In May 2008, the Task Force for Mass Critical Care, consisting of 
medical experts from both the public and the private sectors, provided 
guidelines for allocating scarce critical care resources in a mass 
casualty event that have the potential to assist states in drafting 
their own guidelines. The task force's guidelines, which were 
published in a medical journal,[Footnote 34] provide a process for 
triaging patients that includes three components--inclusion criteria, 
exclusion criteria, and prioritization of care. The exclusion criteria 
include patients with a high risk of death, little likelihood of long-
term survival, and a corresponding low likelihood of benefit from 
critical care resources. When patients meet the exclusion criteria, 
critical care resources may be reallocated to patients more likely to 
survive. 

Concluding Observations: 

In our June 2008 report, we noted that though states had begun 
planning for medical surge in a mass casualty event, only 3 of the 20 
states in our review had developed and adopted guidelines for using 
altered standards of care. HHS has provided broad guidance that 
establishes a framework and principles for states to use when 
developing their specific guidelines for altered standards of care. 
However, because of the difficulty in addressing the related medical, 
ethical, and legal issues, many states were only beginning to develop 
such guidelines for use when there are not enough resources, such as 
ventilators, to care for all affected patients. In a mass casualty 
event, such guidelines would be a critical resource for medical 
providers who may have to make repeated life-or-death decisions about 
which patients get or lose access to these resources--decisions that 
are not typically made in routine circumstances. Additionally, these 
guidelines could help address medical providers' concerns about ethics 
and liability that may ensue when negative outcomes are associated 
with their decisions. In its role of assisting states' efforts to plan 
for medical surge, HHS has not collected altered standards of care 
guidelines that some states and medical experts have developed and 
made them available to other states. Once a mass casualty event 
occurs, difficult choices will have to be made, and the more fully the 
issues raised by such choices are discussed prior to making them, the 
greater the potential for the choices to be ethically sound and 
generally accepted. 

Mr. Chairman, this concludes my prepared statement. I would be happy 
to answer any questions you or other members of the subcommittee may 
have. 

Contacts and Acknowledgments: 

For further information about this statement, please contact Cynthia 
A. Bascetta at (202) 512-7114 or bascettac@gao.gov. Contact points for 
our Offices of Congressional Relations and Public Affairs may be found 
on the last page of this statement. Karen Doran, Assistant Director, 
was a key contributor to this statement. 

[End of section] 

Footnotes: 

[1] By health care systems, we mean both public health and medical 
systems, including hospitals. 

[2] A bioterrorism attack is the deliberate release of viruses, 
bacteria, or other germs (agents) used to cause illness or death in 
people, animals, or plants. These agents are typically found in 
nature, but it is possible that they could be changed to increase 
their ability to cause disease, to make them resistant to current 
medicines, or to increase their ability to be spread into the 
environment. Biological agents can be spread through the air, through 
water, or in food. 

[3] A mass casualty event is a public health or medical emergency that 
could involve thousands, or even tens of thousands, of injured or ill 
victims. 

[4] A standard of care is the diagnostic and treatment process that a 
provider should follow for a certain type of patient or illness, or 
certain clinical circumstances. It is how similarly qualified health 
care providers would manage the patient's care under the same or 
similar circumstances. 

[5] Alternate care sites deliver medical care outside of hospital 
settings for patients who would normally be treated as inpatients. 
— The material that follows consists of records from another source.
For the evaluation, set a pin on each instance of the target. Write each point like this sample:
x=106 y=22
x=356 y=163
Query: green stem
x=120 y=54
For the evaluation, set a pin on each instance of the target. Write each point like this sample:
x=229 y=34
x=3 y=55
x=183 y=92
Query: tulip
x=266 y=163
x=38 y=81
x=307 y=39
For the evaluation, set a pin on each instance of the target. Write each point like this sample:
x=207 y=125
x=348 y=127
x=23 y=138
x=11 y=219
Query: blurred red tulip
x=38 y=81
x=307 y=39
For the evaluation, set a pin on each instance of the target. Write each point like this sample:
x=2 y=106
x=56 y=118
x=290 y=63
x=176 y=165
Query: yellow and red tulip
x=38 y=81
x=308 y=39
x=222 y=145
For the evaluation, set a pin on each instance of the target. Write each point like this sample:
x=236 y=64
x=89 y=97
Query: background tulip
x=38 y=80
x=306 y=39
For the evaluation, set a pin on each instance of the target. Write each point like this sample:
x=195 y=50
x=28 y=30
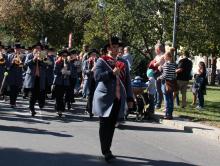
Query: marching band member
x=61 y=83
x=15 y=71
x=2 y=67
x=50 y=61
x=69 y=97
x=90 y=68
x=35 y=77
x=111 y=95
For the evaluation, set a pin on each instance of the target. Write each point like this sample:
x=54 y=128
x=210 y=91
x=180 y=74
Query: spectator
x=128 y=57
x=184 y=75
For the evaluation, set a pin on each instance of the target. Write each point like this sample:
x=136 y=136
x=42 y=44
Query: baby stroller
x=141 y=99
[6] The term "altered standards" generally means a shift to providing 
care and allocating scarce equipment, supplies, and personnel in a way 
that saves the largest number of lives, in contrast to the traditional 
focus of treating the sickest or most injured patients first. For 
example, it could mean applying principles of field triage to 
determine who gets what kind of care, changing infection control 
standards to permit group isolation rather than single-person 
isolation units, changing who provides various kinds of care, or 
changing privacy and confidentiality protections temporarily. 

[7] See Pub. L. No. 107-296, 116 Stat. 2135 (2002). 

[8] Pub. L. No. 109-417, §101, 120 Stat. 2831, 2832 (2006) (codified 
at 42 U.S.C. § 300hh). 

[9] The National Response Framework details the missions, policies, 
structures, and responsibilities of federal agencies for coordinating 
resource and programmatic support to states, tribes, and other federal 
agencies. 

[10] DOD Directive 3025.1, Military Support to Civil Authorities §§ 
4.6.1.2 and 4.5.1 (Jan. 15, 1993). 

[11] GAO, Emergency Preparedness: States Are Planning for Medical 
Surge, but Could Benefit from Shared Guidance for Allocating Scare 
Medical Resources, [hyperlink, http://www.gao.gov/products/GAO-08-668] 
(Washington, D.C.: June 13, 2008). 

[12] The Joint Commission is an independent, nonprofit organization 
that evaluates and accredits more than 15,000 U.S. health care 
organizations and programs, including DOD and VA hospitals. 

[13] The 2006 program year for the Hospital Preparedness Program was 
September 1, 2006, to August 31, 2007. The 2007 program year was 
September 1, 2007, to August 8, 2008. 

[14] While the Hospital Preparedness Program awards funds annually to 
62 entities--the 50 states; 4 municipalities, including the District 
of Columbia; 5 U.S. territories; and 3 Freely Associated States of the 
Pacific--we limited our review to the 50 states. 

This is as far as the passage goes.